I am having string:
str = "[[591, 184] , [741, 910] , [987,512], [2974, 174]]"
I want to convert this to an array:
arr = [[591, 184] , [741, 910] , [987,512], [2974, 174]]
How can i do this?
A JSON parser ought to work fine:
require "json"
str = "[[591, 184] , [741, 910] , [987,512], [2974, 174]]"
p JSON.parse(str)
# => [[591, 184], [741, 910], [987,512], [2974, 174]]
Try it on eval.in: https://eval.in/777054
One way to do this:
str = "[[591, 184] , [741, 910] , [987,512], [2974, 174]]"
reg = /(?<=\[)[\d,?\s?]+(?=\])/
str.scan(reg).map { |s| s.scan(/\d+/).map(&:to_i) }
#=> [[591, 184], [741, 910], [987, 512], [2974, 174]]
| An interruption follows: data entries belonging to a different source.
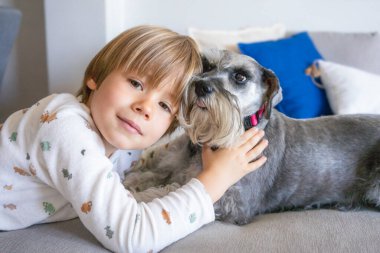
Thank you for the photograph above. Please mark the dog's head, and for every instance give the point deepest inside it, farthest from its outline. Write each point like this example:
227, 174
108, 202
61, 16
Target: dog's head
233, 93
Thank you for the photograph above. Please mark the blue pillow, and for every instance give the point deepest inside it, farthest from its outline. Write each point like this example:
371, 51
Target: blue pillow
289, 58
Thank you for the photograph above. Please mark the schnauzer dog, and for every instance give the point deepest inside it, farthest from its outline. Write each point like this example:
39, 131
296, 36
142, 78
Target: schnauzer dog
331, 161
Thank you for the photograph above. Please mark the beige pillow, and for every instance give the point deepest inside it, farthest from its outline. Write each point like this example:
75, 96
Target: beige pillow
228, 39
350, 90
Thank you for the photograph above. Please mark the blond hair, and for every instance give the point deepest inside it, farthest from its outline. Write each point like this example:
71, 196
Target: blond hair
155, 52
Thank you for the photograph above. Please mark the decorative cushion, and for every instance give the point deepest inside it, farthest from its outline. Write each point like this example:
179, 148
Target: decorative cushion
349, 90
224, 39
358, 50
289, 58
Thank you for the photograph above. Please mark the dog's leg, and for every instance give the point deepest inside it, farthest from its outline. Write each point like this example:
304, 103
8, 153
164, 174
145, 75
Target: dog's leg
372, 195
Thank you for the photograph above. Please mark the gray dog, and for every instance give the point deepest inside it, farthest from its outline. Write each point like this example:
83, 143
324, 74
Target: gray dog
329, 161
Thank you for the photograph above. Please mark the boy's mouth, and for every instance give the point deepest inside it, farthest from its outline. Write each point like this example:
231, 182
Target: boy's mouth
130, 126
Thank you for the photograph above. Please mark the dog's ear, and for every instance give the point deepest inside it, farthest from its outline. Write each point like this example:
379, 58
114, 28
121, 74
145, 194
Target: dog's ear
274, 92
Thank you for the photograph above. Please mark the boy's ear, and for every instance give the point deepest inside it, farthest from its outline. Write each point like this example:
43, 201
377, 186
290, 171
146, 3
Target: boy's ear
91, 84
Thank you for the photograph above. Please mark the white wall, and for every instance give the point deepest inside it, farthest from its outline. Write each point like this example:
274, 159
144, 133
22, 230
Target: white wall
25, 78
58, 38
327, 15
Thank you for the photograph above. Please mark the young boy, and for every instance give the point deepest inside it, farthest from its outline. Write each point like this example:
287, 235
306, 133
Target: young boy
54, 156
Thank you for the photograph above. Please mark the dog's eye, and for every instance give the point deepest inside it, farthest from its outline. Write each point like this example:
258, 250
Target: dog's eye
206, 65
240, 78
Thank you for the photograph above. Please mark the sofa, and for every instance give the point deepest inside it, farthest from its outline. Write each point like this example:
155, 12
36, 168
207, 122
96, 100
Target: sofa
318, 230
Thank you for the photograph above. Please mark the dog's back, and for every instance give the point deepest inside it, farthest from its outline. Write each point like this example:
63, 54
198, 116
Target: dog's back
316, 162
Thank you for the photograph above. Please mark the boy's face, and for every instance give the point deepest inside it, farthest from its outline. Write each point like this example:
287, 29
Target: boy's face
128, 112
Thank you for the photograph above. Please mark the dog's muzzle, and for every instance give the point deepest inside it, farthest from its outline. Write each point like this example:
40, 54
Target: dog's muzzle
254, 119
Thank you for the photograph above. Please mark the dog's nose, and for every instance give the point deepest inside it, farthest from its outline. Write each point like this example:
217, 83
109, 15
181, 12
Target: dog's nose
203, 89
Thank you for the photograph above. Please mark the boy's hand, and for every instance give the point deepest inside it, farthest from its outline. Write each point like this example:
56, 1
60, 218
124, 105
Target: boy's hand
224, 167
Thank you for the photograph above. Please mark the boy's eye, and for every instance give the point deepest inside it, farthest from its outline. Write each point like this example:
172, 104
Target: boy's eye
136, 84
165, 107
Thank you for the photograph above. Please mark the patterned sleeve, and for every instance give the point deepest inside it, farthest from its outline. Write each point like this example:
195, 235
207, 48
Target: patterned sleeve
73, 154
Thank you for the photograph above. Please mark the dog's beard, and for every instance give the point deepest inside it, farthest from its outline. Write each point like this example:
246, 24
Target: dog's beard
218, 123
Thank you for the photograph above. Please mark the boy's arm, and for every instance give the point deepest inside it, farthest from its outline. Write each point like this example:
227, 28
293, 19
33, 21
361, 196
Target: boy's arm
104, 206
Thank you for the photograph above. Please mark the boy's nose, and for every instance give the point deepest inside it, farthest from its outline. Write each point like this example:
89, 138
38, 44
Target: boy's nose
144, 109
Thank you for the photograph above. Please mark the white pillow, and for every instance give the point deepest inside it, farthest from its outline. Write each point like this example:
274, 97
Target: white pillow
223, 39
350, 90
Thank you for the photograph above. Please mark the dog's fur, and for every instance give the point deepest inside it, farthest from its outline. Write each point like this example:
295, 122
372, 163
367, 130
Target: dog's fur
331, 161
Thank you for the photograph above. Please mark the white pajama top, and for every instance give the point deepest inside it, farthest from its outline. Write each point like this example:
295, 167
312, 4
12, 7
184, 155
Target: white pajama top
53, 167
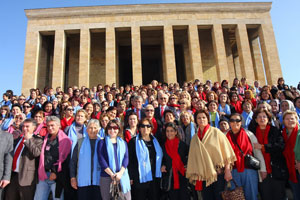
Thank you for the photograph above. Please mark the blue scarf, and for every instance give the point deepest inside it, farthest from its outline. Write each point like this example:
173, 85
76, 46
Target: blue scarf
73, 135
226, 110
216, 120
7, 122
143, 158
101, 133
247, 119
84, 164
121, 150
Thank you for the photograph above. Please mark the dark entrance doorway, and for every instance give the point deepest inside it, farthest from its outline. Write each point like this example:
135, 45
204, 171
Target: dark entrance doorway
152, 63
125, 65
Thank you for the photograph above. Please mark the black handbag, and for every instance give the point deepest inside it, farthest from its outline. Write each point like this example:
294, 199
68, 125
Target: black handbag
166, 181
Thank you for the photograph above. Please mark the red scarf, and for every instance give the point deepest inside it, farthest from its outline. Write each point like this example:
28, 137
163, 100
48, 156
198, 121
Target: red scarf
177, 164
263, 139
243, 141
238, 106
289, 153
201, 135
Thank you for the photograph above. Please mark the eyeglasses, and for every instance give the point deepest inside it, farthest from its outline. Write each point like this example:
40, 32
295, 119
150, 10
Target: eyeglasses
112, 127
145, 125
235, 120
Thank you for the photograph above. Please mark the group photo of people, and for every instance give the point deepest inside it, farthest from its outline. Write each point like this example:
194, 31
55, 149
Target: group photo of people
156, 141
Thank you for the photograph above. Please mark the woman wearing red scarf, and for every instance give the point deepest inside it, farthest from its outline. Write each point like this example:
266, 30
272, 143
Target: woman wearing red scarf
245, 177
290, 133
271, 143
175, 158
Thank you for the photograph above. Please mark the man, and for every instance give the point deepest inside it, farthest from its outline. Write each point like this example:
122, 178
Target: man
6, 150
24, 168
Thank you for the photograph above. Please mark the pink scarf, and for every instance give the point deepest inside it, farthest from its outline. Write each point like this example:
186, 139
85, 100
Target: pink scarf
64, 148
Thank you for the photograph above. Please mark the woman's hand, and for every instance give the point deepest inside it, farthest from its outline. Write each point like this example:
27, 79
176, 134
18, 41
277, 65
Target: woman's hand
163, 168
74, 183
263, 175
257, 146
227, 175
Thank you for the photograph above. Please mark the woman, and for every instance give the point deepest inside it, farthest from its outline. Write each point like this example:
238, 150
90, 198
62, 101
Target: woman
84, 165
247, 113
55, 149
209, 163
175, 157
271, 143
291, 152
213, 113
188, 126
68, 118
244, 176
145, 155
77, 129
235, 102
131, 130
113, 159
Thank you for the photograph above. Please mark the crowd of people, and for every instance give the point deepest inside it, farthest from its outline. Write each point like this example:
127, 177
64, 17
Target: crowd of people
154, 141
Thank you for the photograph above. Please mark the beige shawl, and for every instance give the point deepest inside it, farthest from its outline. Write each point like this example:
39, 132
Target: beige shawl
208, 155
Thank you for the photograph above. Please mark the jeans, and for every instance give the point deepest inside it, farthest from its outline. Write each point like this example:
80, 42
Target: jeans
43, 189
248, 179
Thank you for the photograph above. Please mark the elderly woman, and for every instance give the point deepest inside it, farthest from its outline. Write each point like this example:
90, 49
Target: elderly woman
113, 159
175, 158
271, 143
145, 155
291, 151
242, 142
56, 148
209, 163
77, 129
84, 165
188, 126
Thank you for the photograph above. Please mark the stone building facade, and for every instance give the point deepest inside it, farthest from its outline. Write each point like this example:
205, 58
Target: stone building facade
126, 44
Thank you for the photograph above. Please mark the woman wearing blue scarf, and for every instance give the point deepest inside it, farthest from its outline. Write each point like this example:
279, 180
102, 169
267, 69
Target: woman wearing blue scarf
247, 113
84, 165
145, 155
113, 159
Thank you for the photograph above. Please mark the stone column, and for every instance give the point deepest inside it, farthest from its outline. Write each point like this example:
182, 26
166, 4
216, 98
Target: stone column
30, 68
170, 75
257, 61
194, 48
270, 53
220, 53
244, 53
84, 58
137, 75
110, 56
59, 59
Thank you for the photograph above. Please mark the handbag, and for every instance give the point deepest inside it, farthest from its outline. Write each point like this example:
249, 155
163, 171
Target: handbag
236, 194
166, 181
250, 161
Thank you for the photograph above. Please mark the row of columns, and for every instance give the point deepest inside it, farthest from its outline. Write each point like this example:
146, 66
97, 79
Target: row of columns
249, 55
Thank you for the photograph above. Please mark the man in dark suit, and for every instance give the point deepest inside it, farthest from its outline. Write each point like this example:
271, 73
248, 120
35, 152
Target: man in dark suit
6, 149
26, 151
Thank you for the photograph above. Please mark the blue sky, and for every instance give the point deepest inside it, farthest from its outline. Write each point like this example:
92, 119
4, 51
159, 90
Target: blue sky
285, 17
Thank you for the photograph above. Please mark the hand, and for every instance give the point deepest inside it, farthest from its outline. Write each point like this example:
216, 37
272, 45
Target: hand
4, 183
263, 175
52, 176
74, 183
257, 146
163, 168
227, 175
118, 176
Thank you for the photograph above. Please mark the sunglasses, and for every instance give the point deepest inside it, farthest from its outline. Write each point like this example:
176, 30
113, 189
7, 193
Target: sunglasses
145, 125
235, 120
112, 127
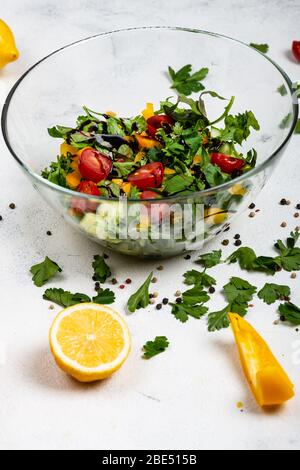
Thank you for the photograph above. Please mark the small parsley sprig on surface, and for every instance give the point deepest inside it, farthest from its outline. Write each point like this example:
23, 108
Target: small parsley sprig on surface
157, 346
44, 271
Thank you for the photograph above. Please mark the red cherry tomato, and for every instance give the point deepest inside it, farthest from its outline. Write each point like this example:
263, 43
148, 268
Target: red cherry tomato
156, 122
296, 50
93, 165
149, 195
227, 163
148, 176
89, 187
82, 206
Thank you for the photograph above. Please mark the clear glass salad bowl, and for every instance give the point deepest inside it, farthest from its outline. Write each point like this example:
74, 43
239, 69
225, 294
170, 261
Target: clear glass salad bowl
121, 71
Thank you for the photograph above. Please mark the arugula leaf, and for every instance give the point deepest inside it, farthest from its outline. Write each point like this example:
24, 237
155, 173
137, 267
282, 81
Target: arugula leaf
152, 348
194, 277
185, 82
104, 296
290, 312
65, 298
272, 292
264, 48
209, 260
44, 271
178, 183
141, 297
183, 311
239, 291
101, 269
or taking a leaf out of @Jordan's book, but using YAML:
require 'yaml'
str = "[[591, 184] , [741, 910] , [987,512], [2974, 174]]"
YAML.load(str) #=> [[591, 184], [741, 910], [987, 512], [2974, 174]]
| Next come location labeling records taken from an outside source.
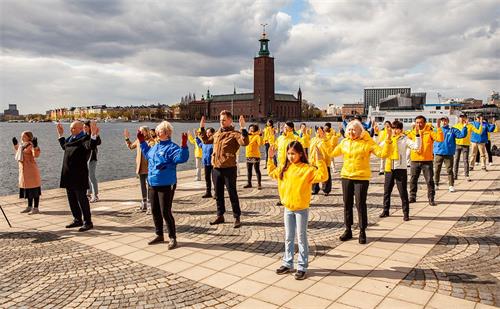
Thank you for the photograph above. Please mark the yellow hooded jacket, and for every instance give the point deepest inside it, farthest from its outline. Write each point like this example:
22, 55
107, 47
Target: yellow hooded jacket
428, 137
252, 150
295, 187
357, 154
198, 152
470, 128
269, 135
281, 144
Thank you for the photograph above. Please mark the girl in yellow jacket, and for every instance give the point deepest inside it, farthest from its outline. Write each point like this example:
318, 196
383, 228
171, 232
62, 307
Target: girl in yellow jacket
197, 154
252, 152
357, 147
269, 138
295, 178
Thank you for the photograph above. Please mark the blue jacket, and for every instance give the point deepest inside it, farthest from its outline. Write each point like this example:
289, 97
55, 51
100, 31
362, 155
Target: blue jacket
483, 137
163, 158
206, 150
448, 145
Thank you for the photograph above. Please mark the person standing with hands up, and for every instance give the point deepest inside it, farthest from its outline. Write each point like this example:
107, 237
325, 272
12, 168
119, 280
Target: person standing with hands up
75, 172
227, 142
163, 158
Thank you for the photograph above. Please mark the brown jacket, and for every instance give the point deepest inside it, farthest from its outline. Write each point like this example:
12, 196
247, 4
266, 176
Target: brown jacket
140, 160
29, 174
226, 143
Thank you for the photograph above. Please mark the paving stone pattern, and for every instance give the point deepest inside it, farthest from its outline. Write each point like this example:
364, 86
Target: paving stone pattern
466, 263
40, 270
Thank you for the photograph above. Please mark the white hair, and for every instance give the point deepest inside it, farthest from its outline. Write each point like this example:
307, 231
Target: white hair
354, 123
164, 127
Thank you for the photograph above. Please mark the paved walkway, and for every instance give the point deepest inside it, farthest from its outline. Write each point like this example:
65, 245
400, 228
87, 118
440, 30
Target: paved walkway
446, 256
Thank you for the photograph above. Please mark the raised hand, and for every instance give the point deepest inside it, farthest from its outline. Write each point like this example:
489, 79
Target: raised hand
140, 136
242, 121
94, 130
202, 122
60, 129
184, 140
271, 152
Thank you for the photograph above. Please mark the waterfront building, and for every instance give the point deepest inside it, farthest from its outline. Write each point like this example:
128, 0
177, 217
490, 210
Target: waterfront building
258, 105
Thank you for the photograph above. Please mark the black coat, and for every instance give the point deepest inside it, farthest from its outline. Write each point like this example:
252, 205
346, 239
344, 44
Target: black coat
75, 172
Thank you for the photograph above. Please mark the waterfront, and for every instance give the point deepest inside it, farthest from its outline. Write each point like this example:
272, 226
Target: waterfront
115, 161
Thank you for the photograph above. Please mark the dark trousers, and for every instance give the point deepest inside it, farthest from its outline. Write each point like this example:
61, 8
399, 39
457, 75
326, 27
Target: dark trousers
79, 204
267, 156
161, 199
400, 177
325, 186
438, 163
488, 151
226, 177
427, 168
461, 149
355, 189
208, 178
256, 166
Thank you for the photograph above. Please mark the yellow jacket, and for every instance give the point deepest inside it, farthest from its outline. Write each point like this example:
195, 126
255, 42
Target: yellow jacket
252, 150
428, 137
295, 187
470, 128
281, 144
325, 147
305, 140
269, 135
198, 153
357, 153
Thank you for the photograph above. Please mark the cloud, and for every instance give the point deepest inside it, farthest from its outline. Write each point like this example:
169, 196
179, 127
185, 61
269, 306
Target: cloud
62, 53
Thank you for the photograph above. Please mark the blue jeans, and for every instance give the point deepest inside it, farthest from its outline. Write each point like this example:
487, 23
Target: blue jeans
296, 222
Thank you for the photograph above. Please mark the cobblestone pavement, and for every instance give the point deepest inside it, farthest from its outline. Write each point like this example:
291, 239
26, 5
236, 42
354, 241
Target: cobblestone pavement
259, 211
465, 263
41, 270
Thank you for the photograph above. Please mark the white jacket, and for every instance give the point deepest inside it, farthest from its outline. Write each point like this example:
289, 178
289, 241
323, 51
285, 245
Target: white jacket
403, 144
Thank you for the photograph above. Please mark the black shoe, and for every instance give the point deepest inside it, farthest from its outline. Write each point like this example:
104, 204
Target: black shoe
158, 239
283, 270
362, 237
300, 275
86, 227
172, 244
74, 224
384, 214
218, 220
346, 236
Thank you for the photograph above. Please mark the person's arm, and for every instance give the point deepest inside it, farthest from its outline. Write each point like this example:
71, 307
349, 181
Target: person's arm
199, 142
460, 133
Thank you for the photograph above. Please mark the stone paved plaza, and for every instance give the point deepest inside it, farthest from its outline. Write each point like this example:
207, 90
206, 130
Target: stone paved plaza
445, 257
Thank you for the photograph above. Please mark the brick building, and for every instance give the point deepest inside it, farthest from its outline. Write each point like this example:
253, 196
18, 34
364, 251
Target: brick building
262, 104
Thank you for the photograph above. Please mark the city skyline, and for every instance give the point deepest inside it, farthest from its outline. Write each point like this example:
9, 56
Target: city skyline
129, 52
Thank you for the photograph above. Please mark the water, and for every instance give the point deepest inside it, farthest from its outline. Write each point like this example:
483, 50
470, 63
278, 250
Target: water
115, 160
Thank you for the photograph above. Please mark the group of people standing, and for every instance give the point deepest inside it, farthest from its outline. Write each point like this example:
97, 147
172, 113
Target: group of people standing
295, 159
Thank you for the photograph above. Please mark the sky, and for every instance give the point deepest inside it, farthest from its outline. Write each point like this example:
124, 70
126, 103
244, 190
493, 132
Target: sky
90, 52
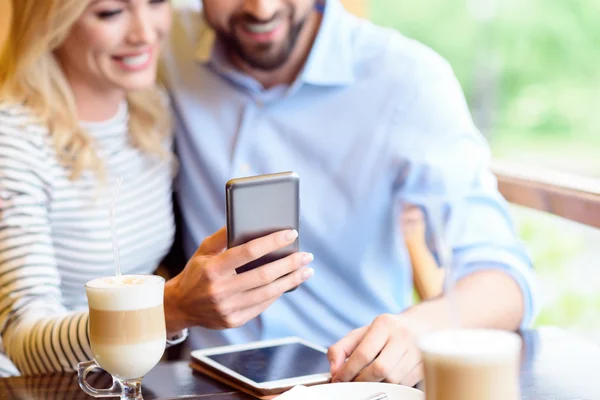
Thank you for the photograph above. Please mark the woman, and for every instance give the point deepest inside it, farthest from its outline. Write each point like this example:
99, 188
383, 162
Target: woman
79, 110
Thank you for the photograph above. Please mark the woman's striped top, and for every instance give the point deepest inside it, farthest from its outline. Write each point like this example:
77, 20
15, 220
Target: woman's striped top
55, 234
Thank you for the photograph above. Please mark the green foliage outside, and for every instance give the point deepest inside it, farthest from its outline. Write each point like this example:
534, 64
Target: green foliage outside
535, 65
544, 55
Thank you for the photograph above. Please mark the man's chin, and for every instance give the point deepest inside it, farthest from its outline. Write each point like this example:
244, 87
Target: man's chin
266, 63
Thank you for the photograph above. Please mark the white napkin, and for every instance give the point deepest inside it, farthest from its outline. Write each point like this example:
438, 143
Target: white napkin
298, 393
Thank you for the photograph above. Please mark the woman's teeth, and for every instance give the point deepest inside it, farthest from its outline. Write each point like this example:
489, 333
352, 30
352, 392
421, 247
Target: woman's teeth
263, 28
136, 61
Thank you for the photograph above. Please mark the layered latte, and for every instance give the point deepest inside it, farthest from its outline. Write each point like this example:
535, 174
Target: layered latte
127, 323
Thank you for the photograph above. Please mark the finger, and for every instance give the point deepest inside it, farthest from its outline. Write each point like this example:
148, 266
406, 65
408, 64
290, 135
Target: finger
391, 355
274, 289
268, 273
414, 376
364, 354
255, 249
339, 352
214, 244
409, 362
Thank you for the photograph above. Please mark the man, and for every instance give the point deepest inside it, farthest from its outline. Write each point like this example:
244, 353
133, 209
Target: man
370, 120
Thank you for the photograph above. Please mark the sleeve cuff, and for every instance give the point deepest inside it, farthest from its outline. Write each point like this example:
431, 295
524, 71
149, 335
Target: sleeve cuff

[\d,?\s?]+. In a character class question marks are taken literally, so this will match one or more digits, commas, question marks, or whitespace characters.I would split and scan in two steps.
str = "[[591, 184] , [741, 910] , [987,512], [2974, 174]]"
str.split(/\]\s*,\s*\[/).map { |s| s.scan(/\d+/).map(&:to_i) }
#=> [[591, 184], [741, 910], [987, 512], [2974, 174]]
Note that
str.split(/\]\s*,\s*\[/)
# => ["[[591, 184", "741, 910", "987,512", "2974, 174]]"]
You have to use "eval":
> str = "[[591, 184] , [741, 910] , [987,512], [2974, 174]]"
# => "[[591, 184] , [741, 910] , [987,512], [2974, 174]]"
> arr = eval str
# => [[591, 184], [741, 910], [987, 512], [2974, 174]]
eval is an absolute last resort. Since this data is valid JSON, Jordan has a better idea.